I have a class that stores values and detects if that set of values are distinct.
public class TextRecords
{
public TextRecords()
{
Count = 0;
TextInstanceDictionary = new Dictionary<string, int>();
}
public int Count
{
get;
set;
}
public Dictionary<string, int> TextInstanceDictionary
{
get;
set;
}
public void AddOrUpdateTextInstanceDictionary(string theText)
{
if (!TextInstanceDictionary.ContainsKey(theText))
{
TextInstanceDictionary.Add(theText, 1);
}
else
{
TextInstanceDictionary[theText] += 1;
}
}
public bool AllValuesAreDistinct
{
get
{
return !TextInstanceDictionary.Any(kv => kv.Value > 1);
}
}
}
This works fine for small sets of values but is not scale in terms of memory usage and performance.
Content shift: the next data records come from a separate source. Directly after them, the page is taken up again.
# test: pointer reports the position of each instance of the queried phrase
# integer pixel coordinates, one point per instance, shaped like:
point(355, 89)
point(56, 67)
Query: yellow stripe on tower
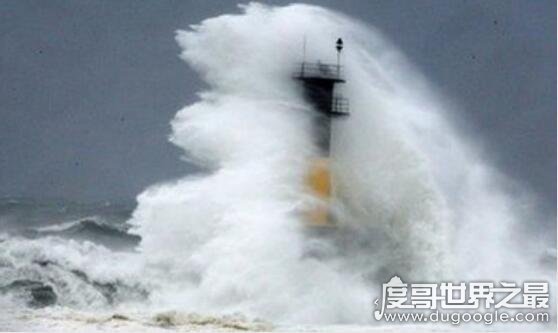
point(319, 181)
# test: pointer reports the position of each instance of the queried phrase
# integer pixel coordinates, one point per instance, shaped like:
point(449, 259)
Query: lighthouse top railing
point(320, 71)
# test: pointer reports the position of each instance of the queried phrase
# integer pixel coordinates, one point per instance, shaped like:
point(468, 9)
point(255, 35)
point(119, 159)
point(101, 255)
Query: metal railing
point(319, 70)
point(340, 106)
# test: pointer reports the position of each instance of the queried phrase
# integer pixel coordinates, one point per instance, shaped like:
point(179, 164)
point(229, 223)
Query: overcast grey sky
point(87, 88)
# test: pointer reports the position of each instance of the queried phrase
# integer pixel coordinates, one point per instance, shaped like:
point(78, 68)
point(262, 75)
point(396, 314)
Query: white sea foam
point(414, 198)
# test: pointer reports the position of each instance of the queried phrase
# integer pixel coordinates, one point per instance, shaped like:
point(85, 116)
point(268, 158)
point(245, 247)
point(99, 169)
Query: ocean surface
point(230, 249)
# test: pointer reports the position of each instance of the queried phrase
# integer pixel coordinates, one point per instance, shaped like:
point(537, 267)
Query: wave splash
point(416, 199)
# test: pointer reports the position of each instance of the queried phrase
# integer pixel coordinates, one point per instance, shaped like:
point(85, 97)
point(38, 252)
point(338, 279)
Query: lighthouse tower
point(319, 81)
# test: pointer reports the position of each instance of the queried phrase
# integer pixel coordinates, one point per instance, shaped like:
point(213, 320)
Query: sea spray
point(415, 199)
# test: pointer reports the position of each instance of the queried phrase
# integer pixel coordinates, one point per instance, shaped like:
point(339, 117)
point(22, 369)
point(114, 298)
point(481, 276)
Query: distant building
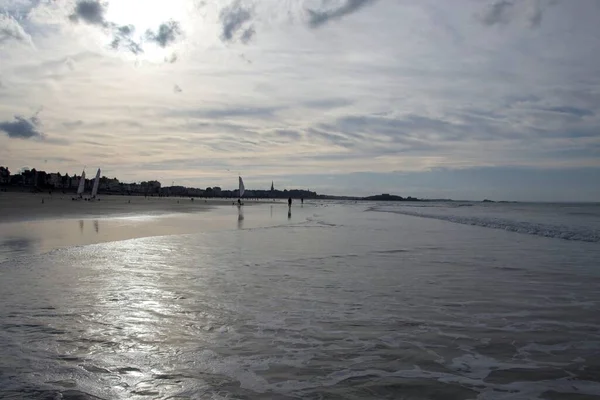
point(53, 179)
point(4, 176)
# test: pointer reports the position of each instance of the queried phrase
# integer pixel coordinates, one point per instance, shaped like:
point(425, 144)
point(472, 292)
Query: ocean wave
point(581, 234)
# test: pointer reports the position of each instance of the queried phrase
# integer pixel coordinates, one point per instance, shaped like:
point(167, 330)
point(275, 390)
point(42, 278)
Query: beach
point(336, 300)
point(19, 206)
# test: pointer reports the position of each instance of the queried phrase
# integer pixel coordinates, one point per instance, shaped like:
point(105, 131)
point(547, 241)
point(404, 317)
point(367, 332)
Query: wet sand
point(28, 226)
point(27, 206)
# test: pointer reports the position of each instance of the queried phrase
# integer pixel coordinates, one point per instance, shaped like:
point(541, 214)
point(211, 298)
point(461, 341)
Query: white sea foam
point(473, 216)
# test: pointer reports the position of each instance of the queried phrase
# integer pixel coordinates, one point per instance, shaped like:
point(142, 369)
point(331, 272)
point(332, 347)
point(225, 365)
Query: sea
point(331, 300)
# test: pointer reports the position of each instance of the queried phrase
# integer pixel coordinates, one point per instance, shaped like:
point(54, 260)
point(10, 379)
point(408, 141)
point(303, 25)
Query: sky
point(463, 99)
Is there a way to detect if a set of values are unique without storing them all in memory as I am doing in the approach above?
I am looking for reasonable small memory footprint while retaining a good level of speed.
I am aware of Bloom filters and read this answer. Is there any other methods to solve this very specific problem?
(Note: I have also reviewed this answer but this is a different problem. I am streaming in the values one by one so just need to know if I have or haven't seen that value before. The other answer is where you are presented with a fully populated collection and asked if the values are distinct).